Has anyone noticed that Libya and the democracy movements in the Middle East (or really, anything anywhere else) have all dropped off the media cycle? With the tragedy playing out in Japan, from thousands still missing to fifty people working to contain radioactive nuclear waste, its understandable that people get desensitized and/or overwhelmed by the sheer amount of horrible things that happen around the world.
A quick look at the BBC website tells me that among the things that got buried in the last 24-hours include continuing violence in Libya, dismantling the internal security agency in Egypt and a massive outbreak of cholera in Haiti. In a world in which consequences are interconnected and the attention of the international community is needed to prevent some situations from getting out of hand, it feels like there are too many fires and not nearly enough firefighters.

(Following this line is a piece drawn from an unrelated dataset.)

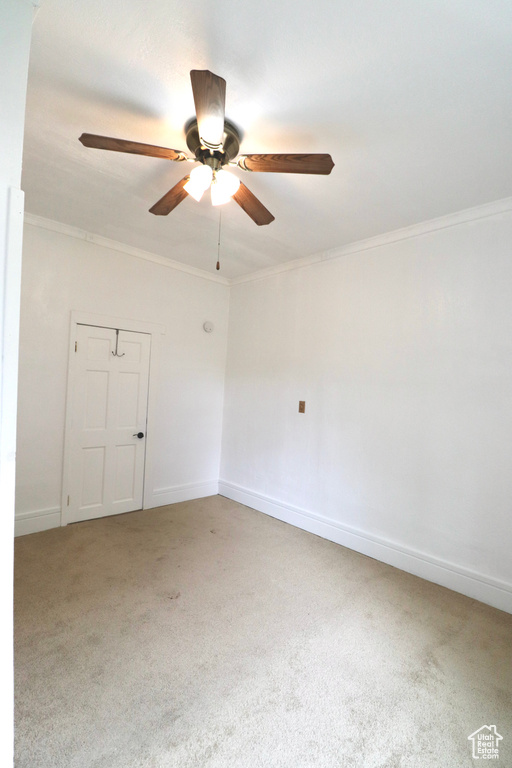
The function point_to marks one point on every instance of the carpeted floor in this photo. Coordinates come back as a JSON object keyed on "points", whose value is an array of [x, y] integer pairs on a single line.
{"points": [[207, 634]]}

One response is to be passive and just let circumstances wash over you. The active response requires people to take a stand and take their leaders to task. By remembering the foreign policy commitments our heads of state have made to make the world we live in a safer place that contains security and human rights, constituents can help make sure that leaders need to do what they said that they were going to do- mainly to lead. Leadership is about making tough decisions even though they may be unpopular or difficult, such as committing scarce resources on focusing on sanctions or possible intervention in Libya before the unrest escalates throughout the region (see Bahrain– extremely worrisome due to the Saudi involvement). Though it may not be easy, sometimes it is necessary to sacrifice short-term victories to achieve long-term goals.